Autorin: Dr. phil. Vera Sperisen
Gutachtende: Prof. Dr. Monika Waldis, Fachhochschule Nordwestschweiz, Prof. Dr. Walter Leimgruber, Universität Basel, Prof. Dr. Dirk Lange, Universität Wien
Projektdauer: 2019 - 2024

Abstract
Unter dem von Paul Mecheril eingeführten Begriff der natio-ethno-kulturellen Zugehörigkeit wird eine soziale Ordnung gefasst, die ihre Wirkmacht aus den verschwommenen, unklaren und wechselseitigen Verweisen auf «das Nationale», «die Ethnizität» und «das Kulturelle» zieht. Gerade in dieser Vagheit liegt die Wirkmacht von Vorstellungen über «natio-ethno-kulturell» konstituierte Gruppen. Es handelt sich um eine Imagination, die ein diffuses, natio-ethno-kulturelles «Wir» einem natio-ethno-kulturell verfassten «Nicht-Wir» entgegensetzt. Die kumulative Dissertation interessiert sich für die entsprechenden Wissensordnungen im schulischen Kontext, wobei hierzu insbesondere der Unterricht der Politischen Bildung in den Blick genommen wurde.

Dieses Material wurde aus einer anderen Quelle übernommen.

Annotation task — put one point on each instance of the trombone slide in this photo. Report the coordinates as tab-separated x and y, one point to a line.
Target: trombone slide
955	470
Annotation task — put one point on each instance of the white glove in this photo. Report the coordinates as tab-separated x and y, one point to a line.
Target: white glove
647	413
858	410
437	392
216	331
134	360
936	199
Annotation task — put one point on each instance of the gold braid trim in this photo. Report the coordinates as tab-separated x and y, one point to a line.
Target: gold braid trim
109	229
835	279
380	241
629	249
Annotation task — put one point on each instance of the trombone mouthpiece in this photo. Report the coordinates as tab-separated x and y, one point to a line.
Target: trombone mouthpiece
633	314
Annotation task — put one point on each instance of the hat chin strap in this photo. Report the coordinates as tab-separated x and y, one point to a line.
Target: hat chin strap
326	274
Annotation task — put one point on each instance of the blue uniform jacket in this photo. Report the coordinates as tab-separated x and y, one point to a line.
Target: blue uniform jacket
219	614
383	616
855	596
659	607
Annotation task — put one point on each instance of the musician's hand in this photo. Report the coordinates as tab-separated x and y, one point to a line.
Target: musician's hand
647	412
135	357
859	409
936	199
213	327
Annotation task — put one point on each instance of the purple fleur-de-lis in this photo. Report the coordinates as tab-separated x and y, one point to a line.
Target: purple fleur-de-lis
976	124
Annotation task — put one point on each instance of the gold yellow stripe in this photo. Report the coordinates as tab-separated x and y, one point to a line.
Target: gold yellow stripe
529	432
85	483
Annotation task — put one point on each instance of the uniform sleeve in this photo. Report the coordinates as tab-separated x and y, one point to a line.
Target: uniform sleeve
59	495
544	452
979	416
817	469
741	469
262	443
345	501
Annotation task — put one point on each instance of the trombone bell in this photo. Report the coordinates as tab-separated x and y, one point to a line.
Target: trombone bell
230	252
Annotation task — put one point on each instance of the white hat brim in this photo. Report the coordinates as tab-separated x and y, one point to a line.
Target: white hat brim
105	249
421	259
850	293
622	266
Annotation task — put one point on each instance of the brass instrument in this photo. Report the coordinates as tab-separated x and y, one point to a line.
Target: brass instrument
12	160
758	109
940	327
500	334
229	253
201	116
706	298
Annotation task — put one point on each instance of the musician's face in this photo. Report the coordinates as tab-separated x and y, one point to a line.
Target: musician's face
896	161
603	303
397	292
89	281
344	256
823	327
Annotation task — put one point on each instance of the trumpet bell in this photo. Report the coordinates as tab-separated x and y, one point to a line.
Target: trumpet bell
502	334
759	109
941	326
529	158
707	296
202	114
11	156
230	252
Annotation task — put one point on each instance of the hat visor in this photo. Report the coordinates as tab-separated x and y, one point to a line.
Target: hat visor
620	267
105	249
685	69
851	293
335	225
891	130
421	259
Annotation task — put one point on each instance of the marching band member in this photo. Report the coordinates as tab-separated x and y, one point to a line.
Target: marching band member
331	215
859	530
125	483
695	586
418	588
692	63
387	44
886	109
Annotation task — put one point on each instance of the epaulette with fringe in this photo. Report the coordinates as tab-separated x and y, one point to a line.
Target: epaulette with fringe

Das Forschungsinteresse betrifft drei Teilbereiche: Der zentrale Forschungsgegenstand ist die Unterrichtspraxis. Hierzu wurden videografierte Interaktionsprozesse zwischen den am Unterricht beteiligten Schüler*innen und den Lehrpersonen mit Hilfe von codierenden und sequenzanalytisch-rekonstruktiven Verfahren untersucht. Die leitende Forschungsfrage lautet: Wie wird Zugehörigkeit im Unterricht der Politischen Bildung durch den Vollzug von sozialen Praktiken konstruiert bzw. dekonstruiert? Ergänzend wurde das reflexiv zugängliche Konzeptwissen bezüglich natio-ethno-kulturellen Zugehörigkeiten bei Lehrpersonen (Interviews) sowie die Selbst- und Fremdzuschreibungen der Schüler*innen (Gruppengespräche) in den Blick genommen. Ein dritter Fokus liegt auf der Didaktik der Politischen Bildung. Im Anschluss an die Analyse der Unterrichts- und Videodaten wurden neue theoretische Zugänge für die Didaktik der Politischen Bildung angedacht und entwickelt, die in Zukunft zu den vorliegenden Fragen transformative Impulse setzen können.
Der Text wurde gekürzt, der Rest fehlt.